Si je ne faiſois réflexion que ſur moy-même, j’aurois ſujet de douter que je puſſe répondre à l’honneur que vous me faites aujourd’huy de me recevoir dans vôtre illuſtre Académie ; & j’apprehenderois même de me faire voir dés l’abord indigne de vôtre choix, en m’acquitant mal du remerciment public que je vous en dois faire, & qui eſt comme une premiere épreuve du merite de ceux que vous aſſociez. Ce ſeroit inutilement que je chercherois en moy de quoy ſoûtenir la dignité du rang que vous me donnez parmi vous, Vous, dis-je, MESSIEURS, celebres par tant de marques d’eſprit, de ſuffiſance, & de politeſſe. La reputation même de cet excellent homme dont je tiens la place ; ſes beaux ouvrages également élegans & ingénieux, me font ſentir ma foibleſſe, & appercevoir mes défauts. Mais ſur tout ce nom auguſte qui releve ſi haut l’honneur de cette Aſſemblée, cette protection Royale qui la fait fleurir avec tant d’éclat, me rend timide comme elle vous rend jaloux de vôtre gloire, & vous engage à ne ſouffrir perſonne entre vous, qui ne puiſſe juſtifier vôtre choix par ſa vertu, & ſe rendre digne de prendre part aux faveurs que le Roy répand ſur vous. Tout cela, MESSIEURS, me ſeroit entrer dans une juſte défiance, ſi je ne jettois les yeux que ſur moy : car n’y trouvant pour toute recommandation que quelque uſage des lettres anciennes ; belles à la vérité, & dignes de l’application des plus nobles eſprits ; mais peu eſtimées en ce ſiecle, preſque bannies du commerce du monde poli, & réleguées dans la pouſſiere & l’obſcurité de quelques cabinets ; je me retirerois dans cette obſcurité même, pour y jouir ſans éclat des douceurs d’une oiſiveté agreablement occupée, & y chercher des plaiſirs que vous connoiſſez, MESSIEURS, & que le vulgaire ignore.

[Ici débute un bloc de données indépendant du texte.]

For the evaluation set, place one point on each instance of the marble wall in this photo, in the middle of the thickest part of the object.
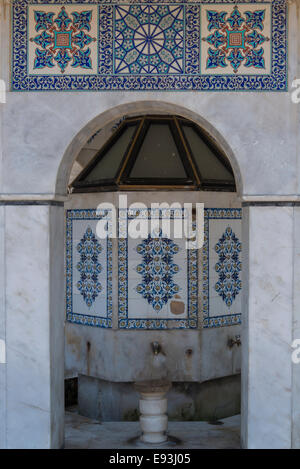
(41, 135)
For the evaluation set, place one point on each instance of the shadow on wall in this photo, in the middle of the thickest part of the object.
(208, 401)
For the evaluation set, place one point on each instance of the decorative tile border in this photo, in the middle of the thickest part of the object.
(105, 319)
(228, 319)
(125, 322)
(88, 45)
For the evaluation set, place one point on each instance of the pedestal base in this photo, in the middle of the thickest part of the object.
(153, 408)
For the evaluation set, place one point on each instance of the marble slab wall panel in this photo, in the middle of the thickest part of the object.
(157, 45)
(88, 270)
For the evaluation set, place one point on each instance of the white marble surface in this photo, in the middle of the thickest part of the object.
(84, 433)
(2, 330)
(34, 345)
(267, 372)
(296, 332)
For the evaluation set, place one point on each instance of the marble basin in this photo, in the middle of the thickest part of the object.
(153, 408)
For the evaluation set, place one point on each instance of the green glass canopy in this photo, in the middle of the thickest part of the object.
(157, 152)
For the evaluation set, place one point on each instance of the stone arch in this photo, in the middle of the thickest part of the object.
(138, 108)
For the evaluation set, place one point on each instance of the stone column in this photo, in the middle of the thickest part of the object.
(34, 315)
(268, 240)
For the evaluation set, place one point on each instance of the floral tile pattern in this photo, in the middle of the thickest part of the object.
(62, 41)
(167, 296)
(237, 39)
(228, 266)
(88, 271)
(149, 45)
(221, 267)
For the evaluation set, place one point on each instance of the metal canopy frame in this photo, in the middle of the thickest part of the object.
(122, 179)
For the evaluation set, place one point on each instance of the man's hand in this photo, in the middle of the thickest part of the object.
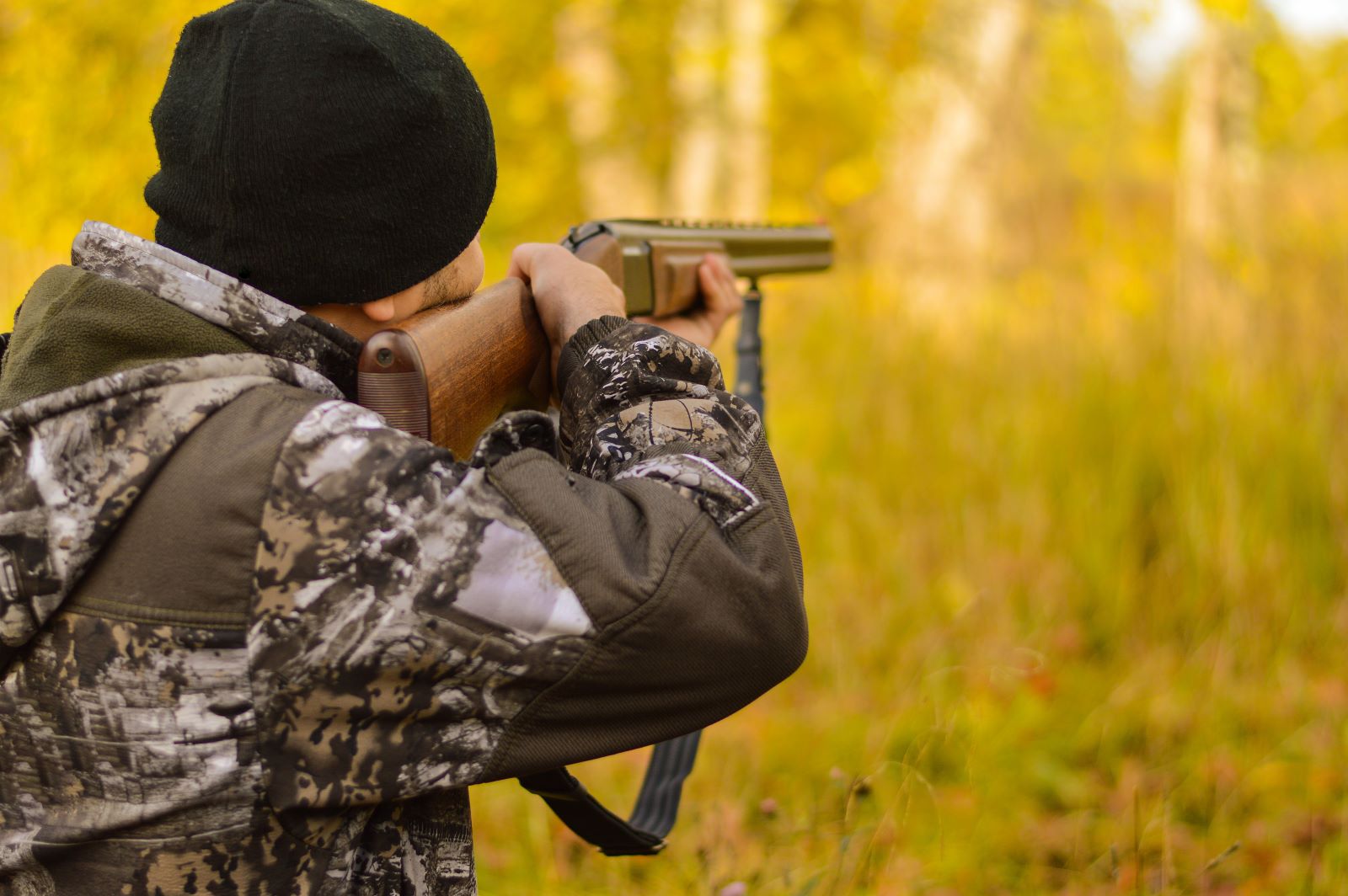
(568, 293)
(721, 301)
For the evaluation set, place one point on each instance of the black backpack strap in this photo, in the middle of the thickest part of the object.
(655, 812)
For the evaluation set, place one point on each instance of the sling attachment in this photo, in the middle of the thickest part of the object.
(657, 805)
(653, 819)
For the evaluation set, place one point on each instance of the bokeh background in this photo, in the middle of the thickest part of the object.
(1064, 430)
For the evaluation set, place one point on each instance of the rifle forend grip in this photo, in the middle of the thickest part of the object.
(447, 374)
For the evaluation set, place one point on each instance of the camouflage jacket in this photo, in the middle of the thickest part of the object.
(254, 640)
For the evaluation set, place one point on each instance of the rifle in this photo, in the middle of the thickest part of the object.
(448, 372)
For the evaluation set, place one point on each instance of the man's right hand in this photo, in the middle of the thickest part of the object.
(568, 293)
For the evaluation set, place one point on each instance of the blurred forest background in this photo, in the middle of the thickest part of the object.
(1064, 430)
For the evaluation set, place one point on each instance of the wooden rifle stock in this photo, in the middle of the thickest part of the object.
(447, 374)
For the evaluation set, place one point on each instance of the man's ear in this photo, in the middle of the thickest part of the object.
(381, 310)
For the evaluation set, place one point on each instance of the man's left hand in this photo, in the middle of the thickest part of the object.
(721, 301)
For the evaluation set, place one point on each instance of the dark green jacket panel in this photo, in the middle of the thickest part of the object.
(186, 552)
(694, 620)
(76, 327)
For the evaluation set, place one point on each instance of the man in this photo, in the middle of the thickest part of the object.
(253, 639)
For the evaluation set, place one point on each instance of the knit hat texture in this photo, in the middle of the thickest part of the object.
(320, 150)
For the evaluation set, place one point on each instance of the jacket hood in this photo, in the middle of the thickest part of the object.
(74, 461)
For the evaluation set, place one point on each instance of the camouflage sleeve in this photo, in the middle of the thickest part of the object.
(424, 624)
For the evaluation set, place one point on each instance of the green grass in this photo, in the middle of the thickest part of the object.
(1076, 584)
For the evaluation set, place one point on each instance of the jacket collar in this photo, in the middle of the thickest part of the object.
(266, 323)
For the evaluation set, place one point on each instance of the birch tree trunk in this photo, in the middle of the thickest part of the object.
(613, 181)
(748, 165)
(1217, 197)
(694, 184)
(939, 221)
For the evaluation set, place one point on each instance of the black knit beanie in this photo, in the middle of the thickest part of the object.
(320, 150)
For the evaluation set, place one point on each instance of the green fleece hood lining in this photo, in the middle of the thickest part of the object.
(78, 327)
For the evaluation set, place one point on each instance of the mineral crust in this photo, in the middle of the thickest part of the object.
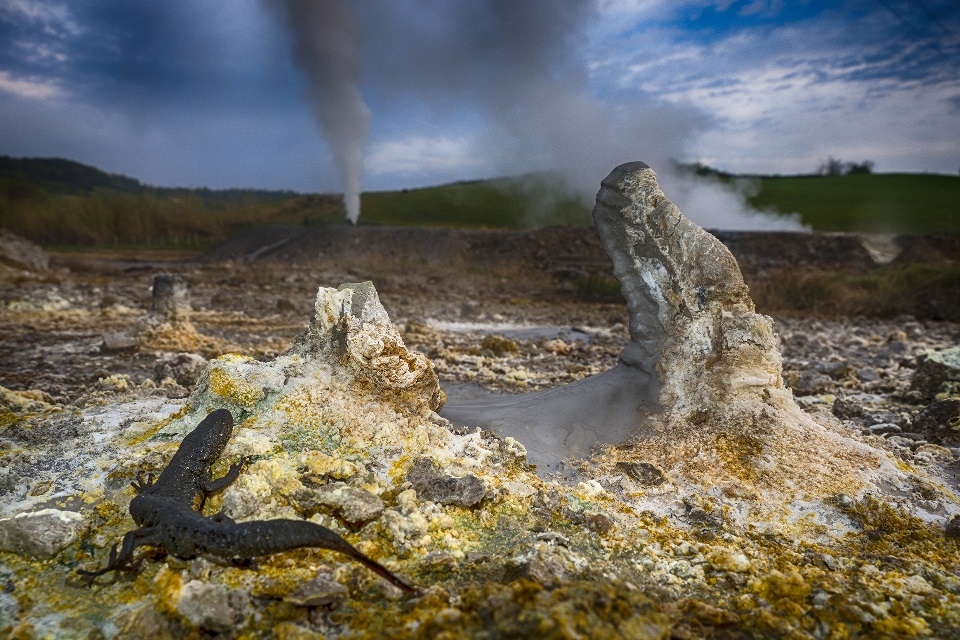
(720, 510)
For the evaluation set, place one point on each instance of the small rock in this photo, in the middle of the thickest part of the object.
(733, 561)
(477, 557)
(41, 534)
(939, 422)
(185, 368)
(432, 484)
(847, 409)
(355, 506)
(554, 537)
(322, 591)
(643, 472)
(883, 428)
(935, 369)
(600, 523)
(900, 441)
(117, 341)
(519, 489)
(807, 383)
(917, 584)
(704, 518)
(573, 515)
(953, 527)
(439, 561)
(206, 605)
(558, 347)
(836, 370)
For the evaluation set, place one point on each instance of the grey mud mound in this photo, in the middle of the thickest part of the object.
(694, 337)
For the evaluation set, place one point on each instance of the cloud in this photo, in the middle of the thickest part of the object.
(29, 88)
(414, 155)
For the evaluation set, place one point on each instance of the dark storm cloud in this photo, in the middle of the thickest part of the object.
(521, 68)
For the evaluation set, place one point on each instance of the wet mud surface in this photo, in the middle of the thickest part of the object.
(508, 316)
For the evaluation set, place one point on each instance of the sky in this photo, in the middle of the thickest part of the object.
(338, 95)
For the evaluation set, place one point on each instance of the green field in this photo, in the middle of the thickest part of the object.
(892, 202)
(59, 203)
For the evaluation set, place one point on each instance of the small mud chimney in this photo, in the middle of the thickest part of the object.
(171, 297)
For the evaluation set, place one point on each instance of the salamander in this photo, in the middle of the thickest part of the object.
(168, 513)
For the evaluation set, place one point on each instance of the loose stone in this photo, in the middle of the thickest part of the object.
(431, 483)
(41, 534)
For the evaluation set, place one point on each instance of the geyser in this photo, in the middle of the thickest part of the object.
(326, 48)
(695, 341)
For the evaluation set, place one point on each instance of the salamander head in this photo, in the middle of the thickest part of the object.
(204, 444)
(215, 431)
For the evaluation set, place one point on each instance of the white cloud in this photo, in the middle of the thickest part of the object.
(54, 16)
(28, 88)
(417, 155)
(782, 100)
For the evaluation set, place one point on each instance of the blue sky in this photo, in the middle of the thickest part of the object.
(207, 93)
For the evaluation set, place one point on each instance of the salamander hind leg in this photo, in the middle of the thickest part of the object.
(263, 537)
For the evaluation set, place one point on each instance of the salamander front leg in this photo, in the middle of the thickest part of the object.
(123, 560)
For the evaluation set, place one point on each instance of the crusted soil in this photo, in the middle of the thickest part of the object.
(513, 312)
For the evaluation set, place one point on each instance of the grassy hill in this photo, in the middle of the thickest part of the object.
(62, 203)
(891, 202)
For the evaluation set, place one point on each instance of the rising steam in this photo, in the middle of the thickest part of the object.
(326, 48)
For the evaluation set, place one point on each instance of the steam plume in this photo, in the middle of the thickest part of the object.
(519, 66)
(326, 48)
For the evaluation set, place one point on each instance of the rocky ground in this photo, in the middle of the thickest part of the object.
(70, 339)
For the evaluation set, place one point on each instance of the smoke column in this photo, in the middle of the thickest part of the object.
(326, 48)
(519, 66)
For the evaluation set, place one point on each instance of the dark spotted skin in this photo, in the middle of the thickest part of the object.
(168, 513)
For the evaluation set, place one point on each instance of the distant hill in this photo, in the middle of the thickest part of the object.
(60, 202)
(63, 176)
(60, 176)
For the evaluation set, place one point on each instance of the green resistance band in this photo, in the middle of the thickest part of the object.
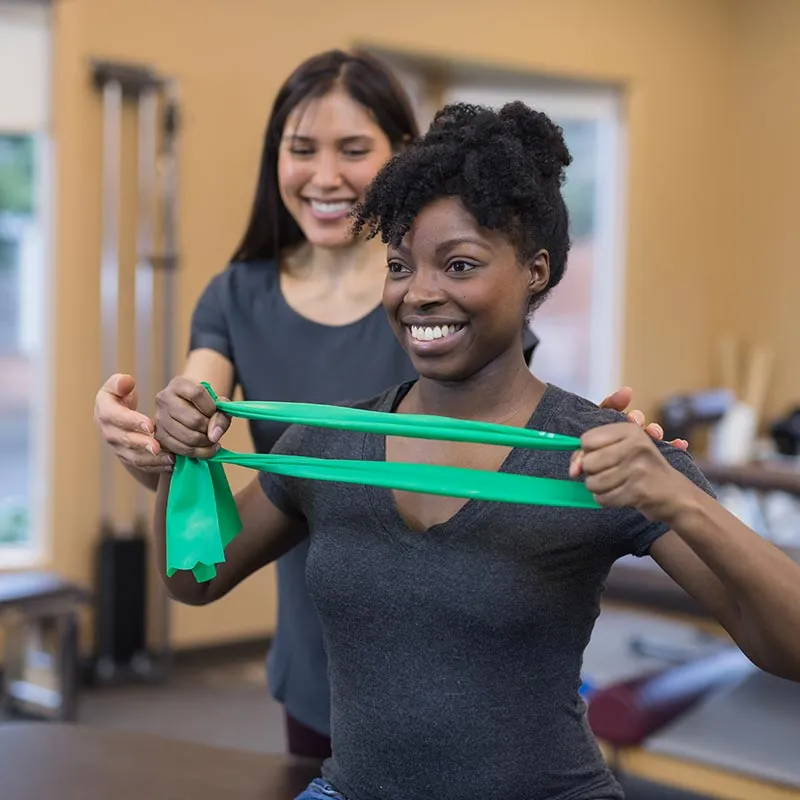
(202, 518)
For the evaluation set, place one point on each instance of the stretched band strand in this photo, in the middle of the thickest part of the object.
(202, 518)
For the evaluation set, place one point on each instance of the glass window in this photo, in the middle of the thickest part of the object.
(24, 292)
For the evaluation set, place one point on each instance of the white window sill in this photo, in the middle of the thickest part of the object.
(21, 557)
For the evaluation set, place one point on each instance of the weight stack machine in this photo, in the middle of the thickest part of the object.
(123, 648)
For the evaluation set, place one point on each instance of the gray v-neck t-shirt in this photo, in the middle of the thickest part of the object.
(278, 354)
(455, 654)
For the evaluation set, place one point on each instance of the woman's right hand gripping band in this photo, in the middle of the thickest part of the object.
(187, 421)
(128, 432)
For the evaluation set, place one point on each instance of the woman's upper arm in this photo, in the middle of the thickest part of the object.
(687, 569)
(210, 351)
(208, 365)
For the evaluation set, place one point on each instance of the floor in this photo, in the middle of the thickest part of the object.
(225, 702)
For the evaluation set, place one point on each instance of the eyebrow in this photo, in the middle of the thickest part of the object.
(447, 244)
(296, 139)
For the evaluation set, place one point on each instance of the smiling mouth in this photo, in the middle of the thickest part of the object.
(331, 208)
(429, 333)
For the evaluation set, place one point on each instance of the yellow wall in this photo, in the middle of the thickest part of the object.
(762, 290)
(674, 58)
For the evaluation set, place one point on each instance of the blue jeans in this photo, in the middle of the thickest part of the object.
(319, 789)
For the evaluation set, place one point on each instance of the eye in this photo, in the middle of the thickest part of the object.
(460, 267)
(397, 268)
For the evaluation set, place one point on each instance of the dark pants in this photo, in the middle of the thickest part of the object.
(305, 742)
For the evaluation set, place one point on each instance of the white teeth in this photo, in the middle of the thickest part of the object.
(331, 208)
(429, 333)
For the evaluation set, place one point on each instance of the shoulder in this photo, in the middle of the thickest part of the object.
(243, 276)
(572, 415)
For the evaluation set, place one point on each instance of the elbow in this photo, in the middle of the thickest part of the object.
(197, 595)
(782, 664)
(785, 668)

Mais, MESSIEURS, cela même qui pourroit m’abattre le courage me le releve, & dans ces conſiderations qui pourroient faire ma crainte, je trouve de juſtes raiſons pour la bannir, & recevoir avec confiance la grace que vous m’avez faite.

Comment pourrois-je penſer à l’eſtime que cette fameuſe Académie s’eſt acquiſe, & parmi nôtre nation & parmi les nations étrangeres, ſans déſirer d’y prendre part ? Seroit-ce entendre mes interêts, que de ne pas goûter, comme je dois, le bonheur que je tiens de vous, MESSIEURS, d’être appellé au partage de cette riche ſucceſſion de gloire, que nous ont laiſſée tant d’hommes rares, choiſis & réunis contre la barbarie par le grand Cardinal de Richelieu, & oppoſez aux entrepriſes, & aux progrés de l’ignorance ? Vous-mêmes, MESSIEURS, vous me communiquez une partie de vôtre éclat, en me communiquant le titre glorieux de vôtre Confrere. J’entre avec vous dans un heureux commerce de réputation & d’honneur, où je contribuë ſi peu du mien, & où vous me faites une ſi ample & ſi avantageuſe part du vôtre. Je deviens aujourd’huy comme vous l’auteur de tant d’excellentes productions d’eſprit dans tous les genres d’écrire, qui ſont parties de vos mains. J’ay droit maintenant à cette louange qui vous eſt ſi legitimement dûë, de vous être aſſujetti l’Uſage, cet injuſte tyran des Langues, d’avoir purgé la nôtre de la groſſiereté & de la rudeſſe des ſiecles paſſez, de luy avoir donné l’abondance & l’élegance de la Latine & de la Grecque, dont la politeſſe ſi vantée a été l’effet ſeulement d’un uſage arbitraire ; & de l’avoir autant relevé par deſſus ces anciennes, que les reflexions des perſonnes intelligentes & éclairées ſont au deſſus des caprices du hazard. Enfin, MESSIEURS, cette couronne de laurier qui couvre vôtre teſte, commence d’étendre ſes branches ſur la mienne ; & cette immortalité à laquelle vous aſpirez & que vous meritez, fait aujourd’huy ma prétention & mes deſirs comme les vôtres.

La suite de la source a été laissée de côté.